“It is very embarrassing to publicize this, especially since that is me, Doyle Peeks, trapped under that 580 Case. Yes, I gave myself a Dummy Award. I did something dumb.
I put the photo here in hopes it may keep someone else from repeating what I did. What I did is commonly referred to as “Cowboying” in the construction trades. Yes, I’ll be the first to admit, it was a dumb thing to do. Thank God I lived to tell about it.
The accident happened on October 6, 1988 on the shoreline of Lake Ray Hubbard near Dallas, Texas. I had about thirty-five years of operating experience. I just got too confident. I thought I could go racing down a slopped embankment without rolling the machine. I had always thought that if a machine ever started to roll that I could hang on to something and not be thrown off of the machine. Boy, was I ever wrong. It happened so fast, I was on the ground before I knew what was happening. Prior to falling off of the machine, I grabbed at everything I could and couldn’t find a thing to hold on to.

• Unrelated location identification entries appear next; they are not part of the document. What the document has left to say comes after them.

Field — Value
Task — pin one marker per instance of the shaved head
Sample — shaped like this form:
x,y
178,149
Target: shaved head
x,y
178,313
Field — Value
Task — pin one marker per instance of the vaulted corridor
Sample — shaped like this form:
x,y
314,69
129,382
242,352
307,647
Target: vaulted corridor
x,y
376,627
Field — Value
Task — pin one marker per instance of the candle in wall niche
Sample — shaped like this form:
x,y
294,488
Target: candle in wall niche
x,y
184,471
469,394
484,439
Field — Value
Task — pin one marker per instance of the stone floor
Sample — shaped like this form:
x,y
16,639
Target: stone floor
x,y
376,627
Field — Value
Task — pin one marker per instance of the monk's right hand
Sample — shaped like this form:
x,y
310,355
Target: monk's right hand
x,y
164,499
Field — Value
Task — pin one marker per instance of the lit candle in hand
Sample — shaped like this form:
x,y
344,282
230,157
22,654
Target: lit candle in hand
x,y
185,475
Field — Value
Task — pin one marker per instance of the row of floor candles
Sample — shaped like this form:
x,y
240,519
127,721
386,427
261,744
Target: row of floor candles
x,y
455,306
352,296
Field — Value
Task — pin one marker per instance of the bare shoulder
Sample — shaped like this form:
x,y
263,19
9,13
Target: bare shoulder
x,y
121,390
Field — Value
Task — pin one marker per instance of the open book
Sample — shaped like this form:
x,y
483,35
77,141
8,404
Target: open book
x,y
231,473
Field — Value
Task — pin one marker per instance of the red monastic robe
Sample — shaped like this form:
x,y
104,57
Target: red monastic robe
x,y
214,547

The roll-over protection landed on my left knee and pinned me down. It took an hour and forty-five minutes to get another machine to the site to lift it off of me. Diesel was running under me, and I was losing blood fast. My left arm was broken in five places and all but mangled. I now have a steel plate in it holding the five breaks together. I lost about fifty percent use of the arm. Thank God, I can still pull control levers with it.
Am I now paranoid about seat belts? You bet. When I mount a piece of rubber tired equipment now, the first thing I do is fasten the seat belt. I pulled a dumb, stupid stunt, but I will not be fool enough to do it again.
Young or old, experienced or not, fasten that seat belt.
Note to designers/manufacturers: A steel bar, heavy expanded metal, or pipe across each side of the small loader/backhoes could prevent an operator from falling or being thrown off of the machine.”